Now, no government would pay that kind of money...
But a planet full of sports fans would raise enough cash easy! :lol: (PayPerView, PPV plus advertizing, PPV, with advertizing broadcasts after (and after the betting). and maybe even fund-raising. Matches with donation race teams vs. big-sponsor teams, even charaties could get into it - they'd take a percentage of donations..You could even have a tax on Vegas-type betting for each event!) (Sponsors could be billionaires, organizations, groups, corporations, and donation-driven efforts).
2) They'd watch a 3D game simulation, based on their steering, braking, throttle. But they wouldn't get to see any of the delayed footage.
3) They'd watch a 3D game simulation, based on their steering, et.al. and they get to see the delayed footage, and the feeds would update the simulation. So they'd keep finding themselves on the wrong patch of terrain, possibly upside down, and constantly trying to recover.
4) Dangit! I type so slowly (to avoid repetitive stress coming back), that I sometimes forget parts).

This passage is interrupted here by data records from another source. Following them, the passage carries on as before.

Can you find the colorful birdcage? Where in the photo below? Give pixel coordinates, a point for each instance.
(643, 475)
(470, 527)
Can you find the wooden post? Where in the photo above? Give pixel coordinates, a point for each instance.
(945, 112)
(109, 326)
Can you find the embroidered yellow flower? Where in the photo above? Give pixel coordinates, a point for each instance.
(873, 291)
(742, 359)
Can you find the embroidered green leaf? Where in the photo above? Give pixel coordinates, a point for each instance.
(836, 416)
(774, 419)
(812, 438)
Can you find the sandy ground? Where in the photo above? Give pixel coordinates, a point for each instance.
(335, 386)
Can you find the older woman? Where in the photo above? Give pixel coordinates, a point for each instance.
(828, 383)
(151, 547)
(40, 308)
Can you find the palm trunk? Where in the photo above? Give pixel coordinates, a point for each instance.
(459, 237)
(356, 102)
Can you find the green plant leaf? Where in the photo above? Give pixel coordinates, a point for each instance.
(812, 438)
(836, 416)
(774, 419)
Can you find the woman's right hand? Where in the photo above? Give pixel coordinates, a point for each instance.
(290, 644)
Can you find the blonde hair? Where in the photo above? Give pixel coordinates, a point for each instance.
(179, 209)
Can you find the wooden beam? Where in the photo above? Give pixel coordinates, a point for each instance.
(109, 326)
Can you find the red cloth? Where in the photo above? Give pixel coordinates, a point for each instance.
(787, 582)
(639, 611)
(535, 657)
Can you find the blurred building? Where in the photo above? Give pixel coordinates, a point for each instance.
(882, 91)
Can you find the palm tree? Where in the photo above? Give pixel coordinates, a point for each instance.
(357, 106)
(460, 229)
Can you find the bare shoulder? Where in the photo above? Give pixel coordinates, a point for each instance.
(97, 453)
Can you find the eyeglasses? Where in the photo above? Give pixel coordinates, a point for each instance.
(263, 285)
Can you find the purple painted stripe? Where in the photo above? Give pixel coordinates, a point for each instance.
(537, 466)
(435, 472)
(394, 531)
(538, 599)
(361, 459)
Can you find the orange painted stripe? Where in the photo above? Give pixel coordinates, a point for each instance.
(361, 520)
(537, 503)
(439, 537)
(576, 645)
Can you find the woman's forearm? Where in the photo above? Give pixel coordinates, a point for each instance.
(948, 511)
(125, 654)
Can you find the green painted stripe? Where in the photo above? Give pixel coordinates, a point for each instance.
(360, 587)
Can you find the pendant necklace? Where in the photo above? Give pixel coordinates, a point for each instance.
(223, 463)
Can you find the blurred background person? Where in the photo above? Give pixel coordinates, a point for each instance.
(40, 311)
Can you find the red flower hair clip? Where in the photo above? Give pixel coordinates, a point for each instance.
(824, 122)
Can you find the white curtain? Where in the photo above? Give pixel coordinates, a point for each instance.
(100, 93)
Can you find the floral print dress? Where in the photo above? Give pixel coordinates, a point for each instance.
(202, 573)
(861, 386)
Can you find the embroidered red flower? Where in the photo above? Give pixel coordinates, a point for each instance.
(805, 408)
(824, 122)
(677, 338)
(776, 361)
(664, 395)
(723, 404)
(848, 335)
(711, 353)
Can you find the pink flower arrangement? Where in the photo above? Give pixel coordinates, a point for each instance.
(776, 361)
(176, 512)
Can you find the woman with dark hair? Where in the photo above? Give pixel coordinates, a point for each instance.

But yeah, stuff like that.
The rovers would have all sorts of robot arms that could be used for getting themselves off their side (or top), or for pushing themselves out of a ditch. And maybe they'd be allowed legs, to climb out with, which would be a bitch to control, on uneven terrain, even with the help of software.
There'd have to be lots of cameras: Each Rover would have it's own POV cameras. Camera Rovers (with news crews' competing to get the best footage - an event in itself!). Perhaps airplanes with massive wings. Or blimps filled with something that manages to be lighter than the ultra-thin atmosphere (so the gas inside would have to be very thin, too - but it would work, because the atmosphere wouldn't be crushing the ballon. Orbiters - zoomed in from various orbits.
No oxygen, so electric. They might have to stop for solar-cell recharge. (And the sunlight is much much weaker, too. More that a person might guess - light spreads out spherically, so its strength drops off proportional to the square of the distance). The recharge timing would depend on how much hill climbing the driver would do, how much accelerating, and all that kind of stuff. This would mean that team-designed rovers would be looking for the best designs for their solar cells. Your panels might gather more sun, but make it harder to get up after a tip-over. And a tipover would always break off a chunk of panel! :bug: And non-panel cars would try to bash into a panel car's panels, if it gets the chance. Of course you can only recharge during the Martian daytime, with Noon giving you the fastest charge. Also in races that last days, you'd have to time it, so you run out at the wrong time!
No 3D game software is going to be perfect - versus reality. Especially based on orbital shots. So in the sponsor/team races, each team would design their own simulation & control software! (Even if based off of the shared maps or pictures).
As the technology improves, there'd be the same old debates about "What is cheating?", and so on. "Today's races are so much faster..."
And I wish it would start now! What a boost for developing space tech!
This is what I meant about the wild possibilities of strict plausibility. In Hollywood, they might take this idea, and when their tech guy brings up the speed of light, they might choose to pretend it doesn't exist. But listening to the tech guy at the writing stages can get you cooler or weirder stuff to write about. (Science fiction writers could, but most hate the process, because their stuff goes past a lot of decisions makers who might screw it all up).
"But our viewers would never think of light speed, most of them are stupid." Oh really? It wouldn't bug them, even at the back of their mind, after they've seen "sattelite delays" in live interviews? And we've got internet, now... that nitpick will spread.